Democrats and some Republicans tried removing the provision, but House leadership blocked those efforts. The defense bill was adopted with the anti-LGBT language over our objections.

What followed was staggering. On the morning of May 19, as the House debated amendments on a bill funding military and veterans programs, House Democrats took another shot. We introduced the Maloney amendment to ban federal funding for contractors that discriminate against LGBT Americans. It was a simple up-or-down vote – either you support discrimination or you support equality.

Initially, 35 Republicans joined with the Democrats in supporting the amendment. The House was moments from striking a powerful, bipartisan blow against discrimination. But that isn’t what happened.

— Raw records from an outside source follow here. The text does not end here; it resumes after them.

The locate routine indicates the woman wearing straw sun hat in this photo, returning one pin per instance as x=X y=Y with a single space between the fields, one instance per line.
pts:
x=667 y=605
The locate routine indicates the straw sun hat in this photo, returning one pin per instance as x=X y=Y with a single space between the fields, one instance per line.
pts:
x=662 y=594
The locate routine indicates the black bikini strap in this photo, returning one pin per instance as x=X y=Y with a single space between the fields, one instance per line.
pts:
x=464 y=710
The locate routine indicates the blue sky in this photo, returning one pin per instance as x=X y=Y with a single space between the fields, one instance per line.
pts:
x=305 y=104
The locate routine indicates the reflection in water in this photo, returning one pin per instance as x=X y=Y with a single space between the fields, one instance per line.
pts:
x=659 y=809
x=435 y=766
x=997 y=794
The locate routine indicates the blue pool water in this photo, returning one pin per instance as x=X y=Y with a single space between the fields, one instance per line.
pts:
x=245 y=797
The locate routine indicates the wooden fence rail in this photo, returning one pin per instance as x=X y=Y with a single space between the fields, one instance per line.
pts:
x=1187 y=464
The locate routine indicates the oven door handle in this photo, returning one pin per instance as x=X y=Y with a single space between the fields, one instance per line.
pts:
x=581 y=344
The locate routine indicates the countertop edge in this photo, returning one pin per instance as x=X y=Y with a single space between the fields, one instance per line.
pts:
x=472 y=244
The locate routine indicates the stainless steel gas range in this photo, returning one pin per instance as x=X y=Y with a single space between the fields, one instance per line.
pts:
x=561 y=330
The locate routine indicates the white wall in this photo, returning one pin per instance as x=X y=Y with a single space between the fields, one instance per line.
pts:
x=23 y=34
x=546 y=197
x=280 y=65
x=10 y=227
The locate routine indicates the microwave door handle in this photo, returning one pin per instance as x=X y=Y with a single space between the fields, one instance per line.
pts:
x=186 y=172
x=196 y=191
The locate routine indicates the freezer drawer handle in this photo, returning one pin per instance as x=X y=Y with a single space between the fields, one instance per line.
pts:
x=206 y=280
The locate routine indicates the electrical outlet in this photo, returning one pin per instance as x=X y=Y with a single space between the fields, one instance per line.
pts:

As the clock timing the vote wound down, the tally showed the Maloney amendment winning a narrow majority.  While cheers rang out for equality, Republican leaders quietly went to work.

The Republican congressman overseeing the voting was instructed to hold that vote open. Members of Congress exchanged puzzled looks as the clock stood at 0:00. Time was up. The Maloney amendment had the votes. Why hadn’t it passed?

The answer came quickly. At first, the vote tally read 217 to 206, which meant the amendment passed. Then the board changed: 2142 to 213, which meant the amendment failed.  A shocked outcry sounded from the Democratic benches.  Minutes ticked by. Votes were switching. By Republican rules, if the presiding officer had asked if any members wanted to change their votes, then the voting machines would have shut down.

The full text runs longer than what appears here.